Open ericvicenti opened 9 years ago

ericvicenti commented 9 years ago

IPFS is awesome. Great work so far @jbenet! But I think it lacks a critical feature. It may be poorly documented, or maybe you are already working on it, so please correct me if I'm wrong.

An object (file or directory) in IPFS should be able to point to a previous version hash. This way you can look at a file or directory and see how it evolved.

This also applies to directories, but lets take a look at an example situation with regard to a file: If I have a really large file and I want to make a minor change, I should be able to make a new object that refers to the original file and provides a small change-set on top of it. This will keep new objects very light, so many can be created. That way we could create an object every time the file gets saved, without too much overhead. This would be known as a diff object.

Even though the data in differential files might be identical to others, the hash will be different, because the history is different.

The side effect of this feature is that one file might take a very long time to read because it could be comprised of many objects which need to be fetched sequentially. To mitigate that, I believe we need refs as well. A ref is a full object, but one that also contains a reference to the previous version of it. This way the previous version does not need to be fetched in order to read the contents.

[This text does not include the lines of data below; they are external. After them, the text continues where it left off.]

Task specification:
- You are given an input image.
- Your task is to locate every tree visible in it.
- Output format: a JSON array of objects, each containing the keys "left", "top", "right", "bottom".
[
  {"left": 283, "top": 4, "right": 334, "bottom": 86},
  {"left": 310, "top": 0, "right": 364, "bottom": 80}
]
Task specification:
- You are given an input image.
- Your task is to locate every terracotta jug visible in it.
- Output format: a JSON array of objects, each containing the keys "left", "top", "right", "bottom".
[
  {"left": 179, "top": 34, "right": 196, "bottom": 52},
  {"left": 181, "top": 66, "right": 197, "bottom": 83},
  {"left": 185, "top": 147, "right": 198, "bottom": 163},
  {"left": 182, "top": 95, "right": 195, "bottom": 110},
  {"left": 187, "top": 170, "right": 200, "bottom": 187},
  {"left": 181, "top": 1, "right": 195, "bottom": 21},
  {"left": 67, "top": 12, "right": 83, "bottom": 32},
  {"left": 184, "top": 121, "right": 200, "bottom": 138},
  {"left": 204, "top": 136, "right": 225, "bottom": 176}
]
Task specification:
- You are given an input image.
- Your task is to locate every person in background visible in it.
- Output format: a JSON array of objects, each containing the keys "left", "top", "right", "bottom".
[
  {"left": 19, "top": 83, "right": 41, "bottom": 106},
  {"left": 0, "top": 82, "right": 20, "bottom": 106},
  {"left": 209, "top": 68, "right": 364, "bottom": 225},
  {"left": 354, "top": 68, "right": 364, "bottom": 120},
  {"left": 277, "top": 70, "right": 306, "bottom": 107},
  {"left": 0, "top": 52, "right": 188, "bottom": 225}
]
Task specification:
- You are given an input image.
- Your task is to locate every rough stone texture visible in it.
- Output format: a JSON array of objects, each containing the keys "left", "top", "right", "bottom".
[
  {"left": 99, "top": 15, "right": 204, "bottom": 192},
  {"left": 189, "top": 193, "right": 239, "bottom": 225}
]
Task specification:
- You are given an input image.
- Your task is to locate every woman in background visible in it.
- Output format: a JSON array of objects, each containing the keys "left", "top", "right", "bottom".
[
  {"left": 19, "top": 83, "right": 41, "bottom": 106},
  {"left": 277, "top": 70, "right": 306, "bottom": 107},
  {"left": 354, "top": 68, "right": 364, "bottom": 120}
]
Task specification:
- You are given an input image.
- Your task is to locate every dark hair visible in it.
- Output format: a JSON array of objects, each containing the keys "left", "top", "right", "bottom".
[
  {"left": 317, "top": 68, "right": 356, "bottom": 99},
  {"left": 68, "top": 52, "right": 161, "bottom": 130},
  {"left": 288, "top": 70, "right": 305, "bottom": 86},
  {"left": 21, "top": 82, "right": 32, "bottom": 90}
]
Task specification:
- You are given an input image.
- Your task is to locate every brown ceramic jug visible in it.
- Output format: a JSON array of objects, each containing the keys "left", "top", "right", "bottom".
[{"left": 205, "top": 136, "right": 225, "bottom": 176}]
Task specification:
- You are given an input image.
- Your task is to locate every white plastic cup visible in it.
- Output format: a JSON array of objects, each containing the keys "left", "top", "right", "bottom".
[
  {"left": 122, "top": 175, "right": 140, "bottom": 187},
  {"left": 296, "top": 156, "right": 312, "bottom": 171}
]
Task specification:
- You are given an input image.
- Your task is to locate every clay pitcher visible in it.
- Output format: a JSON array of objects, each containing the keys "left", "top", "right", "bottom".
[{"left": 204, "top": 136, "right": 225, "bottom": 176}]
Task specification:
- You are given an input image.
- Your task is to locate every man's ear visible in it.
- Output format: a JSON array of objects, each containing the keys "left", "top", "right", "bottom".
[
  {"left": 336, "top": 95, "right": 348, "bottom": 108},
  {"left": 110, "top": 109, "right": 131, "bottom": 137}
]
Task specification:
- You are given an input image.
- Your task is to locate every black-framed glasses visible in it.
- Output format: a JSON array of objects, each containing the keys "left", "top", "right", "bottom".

I believe this is a critical feature for IPFS to ever compete with Git or Hg. What do you think?

whyrusleeping commented 9 years ago

@ericvicenti the functionality you talk about comes for almost free, all files stored in ipfs are chunked, and any changes to the file need only modify the respective chunk, currently we use sized based chunking because its simpler, but this has the side effect of having to store all new objects if you insert bytes into the file, we have an implementation of our chunker than uses rabin fingerprinting to determine chunk boundaries and will solve this issue, its in the works, just not ready yet. As far as directories go, we dont quite have this functionality there yet, but thought has been going towards 'chunking directories' recently, and I am confident that we will be able to get similar features to the file chunking for them soon.

jbenet commented 9 years ago

We'll support commits too. Already planned. May want to read the paper, and watch talks. (And yes, our docs need to be better)

— Sent from Mailbox

On Sat, May 2, 2015 at 1:36 PM, Jeromy Johnson notifications@github.com wrote:

@ericvicenti the functionality you talk about comes for almost free, all files stored in ipfs are chunked, and any changes to the file need only modify the respective chunk, currently we use sized based chunking because its simpler, but this has the side effect of having to store all new objects if you insert bytes into the file, we have an implementation of our chunker than uses rabin fingerprinting to determine chunk boundaries and will solve this issue, its in the works, just not ready yet. As far as directories go, we dont quite have this functionality there yet, but thought has been going towards 'chunking directories' recently, and I am confident that we will be able to get similar features to the file chunking for them soon.